As is clear from the above explanation, in the mounting structure of the image sensor according to this invention, a plurality of projecting structures are provided on the back surface of a lens holder equipped with a desired lens system, with reference to the incident optical axis of the lens system. a reference pin, and a positioning hole that is positioned on the back surface of the lens holder by the reference pin, and that is provided in correspondence with a positioning hole that tightly fits into the reference pin and a terminal arrangement of the image sensor. A positioning plate in which a terminal retaining hole is formed with the optical axis as a reference, which holds the center of the light-receiving surface at the optical axis position by receiving and engaging each terminal, and a positioning plate further downstream than the positioning plate. and a printed circuit board that is fixed to the back surface of the lens holder with screws so as to be located at the center of the lens holder, and on which a socket into which each terminal of the image sensor is inserted through the terminal engagement hole is arranged together with a circuit element. This makes it possible to align the optical axis extremely easily by simple mechanical positioning, without requiring the complicated electrical positional deviation detection means used in the past.

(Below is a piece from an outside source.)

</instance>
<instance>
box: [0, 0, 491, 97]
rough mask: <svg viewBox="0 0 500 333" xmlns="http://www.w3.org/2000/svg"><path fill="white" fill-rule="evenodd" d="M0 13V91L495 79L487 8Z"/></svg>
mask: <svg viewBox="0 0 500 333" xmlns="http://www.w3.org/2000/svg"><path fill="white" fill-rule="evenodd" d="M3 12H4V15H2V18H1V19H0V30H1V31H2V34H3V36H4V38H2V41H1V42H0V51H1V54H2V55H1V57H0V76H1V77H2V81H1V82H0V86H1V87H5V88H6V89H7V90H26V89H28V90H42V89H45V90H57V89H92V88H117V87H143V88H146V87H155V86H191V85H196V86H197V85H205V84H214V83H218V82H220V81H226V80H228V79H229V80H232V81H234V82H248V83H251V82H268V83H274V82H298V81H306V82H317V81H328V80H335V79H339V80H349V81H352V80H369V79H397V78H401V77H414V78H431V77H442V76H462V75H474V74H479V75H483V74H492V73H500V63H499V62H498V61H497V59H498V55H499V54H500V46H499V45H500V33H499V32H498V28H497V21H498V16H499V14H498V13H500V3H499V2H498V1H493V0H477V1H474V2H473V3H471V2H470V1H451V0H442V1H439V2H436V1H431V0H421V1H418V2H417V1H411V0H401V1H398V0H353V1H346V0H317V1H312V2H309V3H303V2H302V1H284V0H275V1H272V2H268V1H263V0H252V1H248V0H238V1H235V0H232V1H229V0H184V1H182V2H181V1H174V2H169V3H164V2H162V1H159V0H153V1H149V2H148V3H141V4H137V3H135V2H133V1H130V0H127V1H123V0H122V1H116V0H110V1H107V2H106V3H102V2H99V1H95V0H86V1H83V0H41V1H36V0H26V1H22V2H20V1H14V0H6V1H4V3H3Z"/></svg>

Furthermore, since it is hermetically housed within the area surrounded by the three positioning plates, it has excellent dustproof properties.

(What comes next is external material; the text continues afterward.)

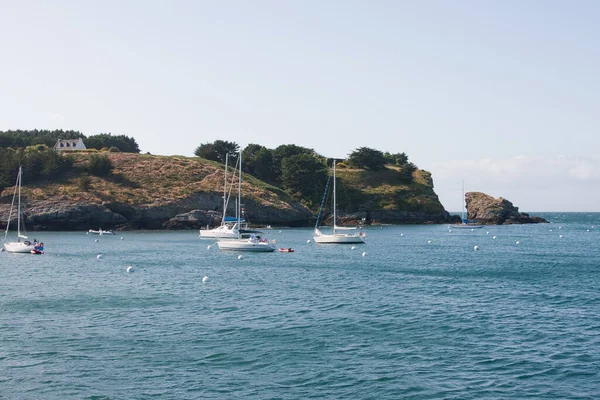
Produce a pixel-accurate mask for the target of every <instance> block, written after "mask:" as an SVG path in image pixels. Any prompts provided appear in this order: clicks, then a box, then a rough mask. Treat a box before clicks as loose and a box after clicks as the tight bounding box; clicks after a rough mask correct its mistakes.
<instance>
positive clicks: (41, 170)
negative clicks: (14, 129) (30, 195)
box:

[Brief explanation of the drawing]

Fig. 1 is an explanatory diagram showing an example of a conventional image sensor mounting structure, Fig. 2 is a main part explanatory diagram showing an example of an image sensor mounting structure in this invention, and Fig. 3 is a plan view showing details of the positioning plate. 4 is a perspective view of the line sensor, FIG. 5 is an explanatory diagram for explaining optical axis deviation in this structure, and FIG. 6 is a plan view showing an aspect of a positioning plate as another embodiment. . 10... Lens holder, 11... Lens, 14... Reference pin, 15... Printed circuit board, 17... Line sensor (imaging element), 17a...Lead frame (terminal), 1
8...Positioning plate, 19...Positioning hole, 20...Engagement hole (terminal engagement portion).

Claims (1)

[Claims for Utility Model Registration] A mounting structure for an image pickup device in an image pickup device in which an image pickup device for receiving an image obtained by the lens system is disposed on the back side of a lens holder having a desired lens system, the lens A plurality of reference pins protruding from the back surface of the holder with reference to the optical axis of the lens system, and a plurality of reference pins that are positioned on the back surface of the lens holder by the reference pins, and the lens holder is positioned closely with respect to the reference pins. Positioning holes to be fitted and terminal engaging holes provided corresponding to the terminal arrangement of the image pickup device and holding the center of the light receiving surface at the optical axis position by receiving and engaging each terminal are respectively aligned with the optical axis. a positioning plate that is bored with reference to the positioning plate, and a positioning plate that is screwed and fixed to the back surface of the lens holder so as to be located further back than the positioning plate, and that is inserted through the terminal engagement hole of the image sensor. 1. A mounting structure for an imaging device in an imaging device, characterized in that a socket into which each terminal is inserted is made up of a printed circuit board disposed together with a circuit element.